The mail server, when processing the letter, operates on the following algorithm: for the domain receiver all MX records are looked for. They are sorted in decreasing order of a priority. If the address of the mail server matches one of the nodes specified in MX records, then all records with a priority smaller to a node priority in mx-record (and also MX record of the node) are discarded, and delivery is performed on the first answering node (nodes are tried in decreasing order of a priority).
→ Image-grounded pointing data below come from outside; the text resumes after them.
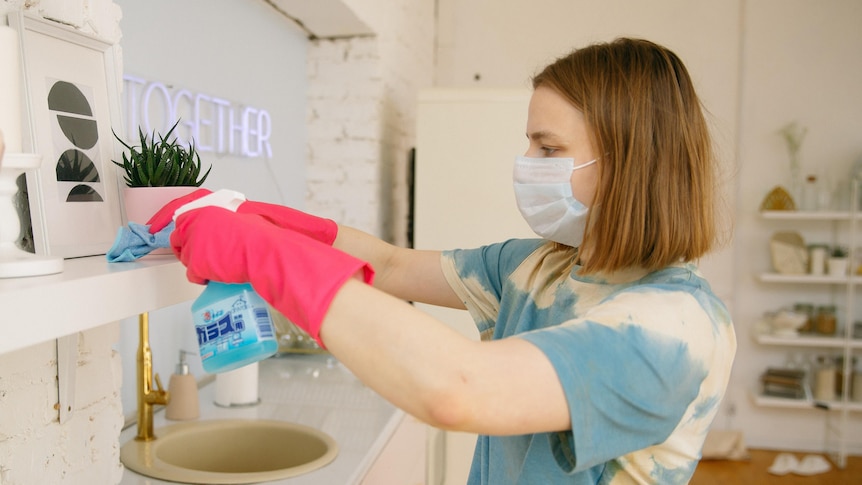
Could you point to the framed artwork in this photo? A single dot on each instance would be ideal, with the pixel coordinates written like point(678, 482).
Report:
point(71, 86)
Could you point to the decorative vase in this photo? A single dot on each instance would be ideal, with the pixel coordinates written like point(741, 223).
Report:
point(837, 266)
point(140, 203)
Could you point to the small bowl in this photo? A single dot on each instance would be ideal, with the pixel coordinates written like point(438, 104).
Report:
point(786, 322)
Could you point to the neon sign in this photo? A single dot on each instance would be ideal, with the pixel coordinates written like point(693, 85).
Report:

If the network has different DNS servers (for example, external — on the Internet, and local — in own limits), then the situation when "internal" DNS servers as the most priority receiver indicate the unavailable server on the Internet where mail from the rayleigh specified as a node receiver for the Internet is redirected is possible. Similar separation allows to perform routing of mail by the general rules between the servers which do not have Internet connection.

In case of Microsoft Exchange, for routing of mail between several servers in an organzation information on receivers from the Active Directory is used. Versions of Microsoft Exchange 2000, 2003 use a concept group of routing (and the connectors set manually between groups), since Exchange 2007 routing is performed proceeding from information on Active Directory topology (i.e. routing is performed according to settings of replication between the Active Directory nodes) [3]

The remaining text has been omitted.